Relevance to DynamICCL

This survey is the canonical taxonomy of collective-tuning approaches and directly defines the problem DynamICCL's Agent-2 is solving. Key takeaways:

Confirms the action space: the configuration knobs the survey enumerates — algorithm, segment/chunk size, pipeline depth, topology mapping, communication protocol, RDMA buffer parameters — are the same set NCCL exposes (algorithm, protocol, nChannels, numThreads, chunkSize, numPipeOps). Agent-2's discrete combinatorial action space is exactly the one this paper surveys.
Positions DynamICCL in the taxonomy: DynamICCL is an online ML-based tuner with rule/feedback adaptation, occupying the most expressive cell of the survey's 4-class taxonomy. It inherits ML's accuracy advantage (~90-95% of max gain in prior work) at the cost of training overhead.

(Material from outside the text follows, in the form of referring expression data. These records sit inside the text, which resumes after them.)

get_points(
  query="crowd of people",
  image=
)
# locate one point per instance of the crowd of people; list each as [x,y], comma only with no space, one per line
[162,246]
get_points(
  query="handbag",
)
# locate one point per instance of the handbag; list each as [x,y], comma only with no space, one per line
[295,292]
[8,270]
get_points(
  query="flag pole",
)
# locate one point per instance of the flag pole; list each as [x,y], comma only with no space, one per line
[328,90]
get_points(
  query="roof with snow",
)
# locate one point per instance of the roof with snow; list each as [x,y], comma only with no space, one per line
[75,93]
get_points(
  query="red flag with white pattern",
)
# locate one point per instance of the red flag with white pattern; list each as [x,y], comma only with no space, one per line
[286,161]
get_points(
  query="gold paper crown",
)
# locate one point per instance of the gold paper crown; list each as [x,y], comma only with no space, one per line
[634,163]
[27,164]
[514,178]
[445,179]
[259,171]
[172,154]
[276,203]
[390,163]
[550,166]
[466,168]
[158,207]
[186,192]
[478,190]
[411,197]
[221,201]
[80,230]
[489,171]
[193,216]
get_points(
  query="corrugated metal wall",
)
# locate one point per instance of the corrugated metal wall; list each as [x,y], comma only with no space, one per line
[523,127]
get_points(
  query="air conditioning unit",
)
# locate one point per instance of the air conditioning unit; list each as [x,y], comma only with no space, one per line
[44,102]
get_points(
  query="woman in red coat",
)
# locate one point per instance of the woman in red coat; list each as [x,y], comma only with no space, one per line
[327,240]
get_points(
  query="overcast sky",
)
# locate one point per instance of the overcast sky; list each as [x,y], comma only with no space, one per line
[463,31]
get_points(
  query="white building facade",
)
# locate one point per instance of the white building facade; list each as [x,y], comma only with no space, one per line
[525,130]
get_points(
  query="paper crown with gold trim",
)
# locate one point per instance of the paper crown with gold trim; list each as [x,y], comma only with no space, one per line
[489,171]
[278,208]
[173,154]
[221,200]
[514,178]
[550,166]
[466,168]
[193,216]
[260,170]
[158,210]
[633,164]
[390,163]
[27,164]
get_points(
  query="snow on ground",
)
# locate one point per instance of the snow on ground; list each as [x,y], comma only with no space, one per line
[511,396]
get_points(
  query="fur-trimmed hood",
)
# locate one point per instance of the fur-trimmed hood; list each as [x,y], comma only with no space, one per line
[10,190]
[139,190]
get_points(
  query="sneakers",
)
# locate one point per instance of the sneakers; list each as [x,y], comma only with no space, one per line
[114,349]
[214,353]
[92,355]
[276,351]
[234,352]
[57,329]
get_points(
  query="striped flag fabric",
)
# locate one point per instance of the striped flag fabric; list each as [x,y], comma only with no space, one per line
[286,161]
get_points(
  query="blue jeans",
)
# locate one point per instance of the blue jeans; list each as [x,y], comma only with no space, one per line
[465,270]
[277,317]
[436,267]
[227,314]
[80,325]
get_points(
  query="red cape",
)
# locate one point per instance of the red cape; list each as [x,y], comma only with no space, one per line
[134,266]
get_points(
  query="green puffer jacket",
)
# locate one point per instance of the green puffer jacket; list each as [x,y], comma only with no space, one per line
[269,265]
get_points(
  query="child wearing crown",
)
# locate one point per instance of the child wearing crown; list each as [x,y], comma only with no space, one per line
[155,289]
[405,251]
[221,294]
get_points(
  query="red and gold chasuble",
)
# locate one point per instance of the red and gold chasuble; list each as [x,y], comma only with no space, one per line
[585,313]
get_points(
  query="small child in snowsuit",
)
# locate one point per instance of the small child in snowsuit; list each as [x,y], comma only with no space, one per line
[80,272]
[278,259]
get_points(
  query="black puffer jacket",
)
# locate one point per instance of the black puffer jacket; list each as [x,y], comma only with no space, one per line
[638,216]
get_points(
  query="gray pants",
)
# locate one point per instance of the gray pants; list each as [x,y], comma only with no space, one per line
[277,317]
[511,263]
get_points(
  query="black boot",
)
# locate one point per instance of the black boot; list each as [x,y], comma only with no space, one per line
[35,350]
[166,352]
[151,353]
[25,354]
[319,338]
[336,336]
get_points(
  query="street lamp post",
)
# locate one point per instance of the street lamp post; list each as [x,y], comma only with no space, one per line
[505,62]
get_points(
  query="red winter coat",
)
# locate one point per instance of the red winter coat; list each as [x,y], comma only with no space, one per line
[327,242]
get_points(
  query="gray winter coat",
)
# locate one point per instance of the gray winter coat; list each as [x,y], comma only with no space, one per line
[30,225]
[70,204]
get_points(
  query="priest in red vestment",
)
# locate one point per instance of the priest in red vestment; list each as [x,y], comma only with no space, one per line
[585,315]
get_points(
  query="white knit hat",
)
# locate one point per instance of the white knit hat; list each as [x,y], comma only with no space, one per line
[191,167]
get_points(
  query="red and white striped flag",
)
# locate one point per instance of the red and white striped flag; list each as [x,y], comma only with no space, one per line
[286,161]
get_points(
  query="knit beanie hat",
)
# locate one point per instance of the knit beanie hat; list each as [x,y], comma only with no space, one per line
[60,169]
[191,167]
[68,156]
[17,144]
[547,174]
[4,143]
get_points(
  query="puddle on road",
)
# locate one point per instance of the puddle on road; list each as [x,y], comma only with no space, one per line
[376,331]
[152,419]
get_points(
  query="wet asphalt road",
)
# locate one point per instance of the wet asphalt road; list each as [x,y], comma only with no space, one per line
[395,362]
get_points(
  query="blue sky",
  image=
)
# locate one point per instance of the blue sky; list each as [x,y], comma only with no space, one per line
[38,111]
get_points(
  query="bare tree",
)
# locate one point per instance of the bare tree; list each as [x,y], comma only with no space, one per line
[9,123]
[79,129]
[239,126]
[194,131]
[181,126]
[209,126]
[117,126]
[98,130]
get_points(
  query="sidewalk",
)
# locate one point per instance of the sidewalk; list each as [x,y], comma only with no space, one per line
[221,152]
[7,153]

Supports the hybrid-modeling thesis: the survey's UMTAC vision (analytical priors + ML refinement) maps neatly onto DynamICCL's plausible architecture, where an analytical bandwidth model could prune actions before the RL policy chooses among the survivors.
Identifies prior baselines: STAR-MPI's measure/select dynamic loop is the closest classical analog to DynamICCL's online learning loop; the quad-tree approach is the strongest non-ML baseline to beat.
Highlights open problems DynamICCL targets directly: feature selection over modern HPC system signals, exascale-scale sparse search, and integrating low-level transport knobs with high-level algorithm selection are listed as open and remain so today.